LB-001 is an investigational, first-in-class, single-administration, genome editing therapy for early intervention in MMA using LogicBio’s proprietary GeneRide drug development platform. GeneRide technology utilizes a natural DNA repair process called homologous recombination that enables precise editing of the genome without the need for exogenous nucleases and promoters that have been associated with an increased risk of immune response and cancer.

LB-001 is designed to non-disruptively insert a corrective copy of the methylmalonyl-CoA mutase (MMUT) gene into the albumin locus to drive lifelong therapeutic levels of MMUT expression in the liver, the main site of MMUT expression and activity. LB-001 is delivered to hepatocytes intravenously via liver-targeted, engineered recombinant adeno-associated virus vector.

The U.S. Food and Drug Administration granted Fast Track, Rare Pediatric Disease, and Orphan Drug designations for LB-001 for the treatment of MMA. In addition, the European Medicines Agency granted Orphan Drug designation for LB-001 for the treatment of MMA.

The SUNRISE trial is an open-label, multi-center, phase 1/2 clinical trial designed to assess the safety and tolerability of a single intravenous infusion of LB-001 in pediatric patients with MMA characterized by methylmalonyl-CoA mutase gene (MMUT) mutations. The SUNRISE trial is designed to enroll up to eight patients and evaluate a single administration of LB-001 at two dose levels.

The results follow a recommendation from the independent Data Safety Monitoring Board overseeing the SUNRISE trial to continue the study without modification. The board’s recommendation was based on an evaluation of the safety data from the first two patients enrolled in the trial.

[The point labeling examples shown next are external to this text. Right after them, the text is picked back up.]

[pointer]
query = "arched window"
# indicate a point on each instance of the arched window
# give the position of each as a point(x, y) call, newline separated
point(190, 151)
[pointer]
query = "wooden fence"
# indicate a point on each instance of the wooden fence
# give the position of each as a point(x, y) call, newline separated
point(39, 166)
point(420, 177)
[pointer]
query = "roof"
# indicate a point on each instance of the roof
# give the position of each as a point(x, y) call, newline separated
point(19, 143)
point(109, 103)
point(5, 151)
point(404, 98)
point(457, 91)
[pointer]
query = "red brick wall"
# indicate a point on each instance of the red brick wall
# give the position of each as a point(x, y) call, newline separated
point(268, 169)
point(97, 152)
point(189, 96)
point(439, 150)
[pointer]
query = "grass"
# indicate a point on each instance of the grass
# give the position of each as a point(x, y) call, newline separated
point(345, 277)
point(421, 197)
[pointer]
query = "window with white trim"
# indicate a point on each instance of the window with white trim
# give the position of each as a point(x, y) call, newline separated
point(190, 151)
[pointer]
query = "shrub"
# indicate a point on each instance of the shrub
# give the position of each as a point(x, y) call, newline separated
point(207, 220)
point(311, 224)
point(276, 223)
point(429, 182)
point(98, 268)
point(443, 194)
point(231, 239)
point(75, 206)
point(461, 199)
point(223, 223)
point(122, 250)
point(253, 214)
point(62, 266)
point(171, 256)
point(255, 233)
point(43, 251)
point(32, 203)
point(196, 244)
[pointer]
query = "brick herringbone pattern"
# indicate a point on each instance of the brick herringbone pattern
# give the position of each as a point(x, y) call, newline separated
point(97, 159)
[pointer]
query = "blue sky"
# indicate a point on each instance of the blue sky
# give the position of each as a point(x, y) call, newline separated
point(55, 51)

Per the FDA-cleared protocol, albumin-2A detection together with the board’s continuation recommendation enables LogicBio to begin enrolling two patients in the higher dose cohort (with ages ranging three to twelve years old) and two patients in the lower age (six months to two years old) cohort at the lower dose of LB-001.

“These early data indicate that we can precisely edit hepatocytes in vivo to treat a genetic liver disease with a single intravenous infusion using our proprietary GeneRide technology,” said Fred Chereau, president and CEO of LogicBio. “Today’s announcement is a demonstration that homologous recombination genome editing without the use of nucleases is a potential alternative to genome editing technologies in development that use nucleases, such as CRISPR. The ability to insert the correct version of a gene in a cell’s genome without nucleases is an important step to unlocking the potential of GeneRide to treat a larger number of genetic diseases.”

The company said it remains on track to present additional interim data by the end of 2021.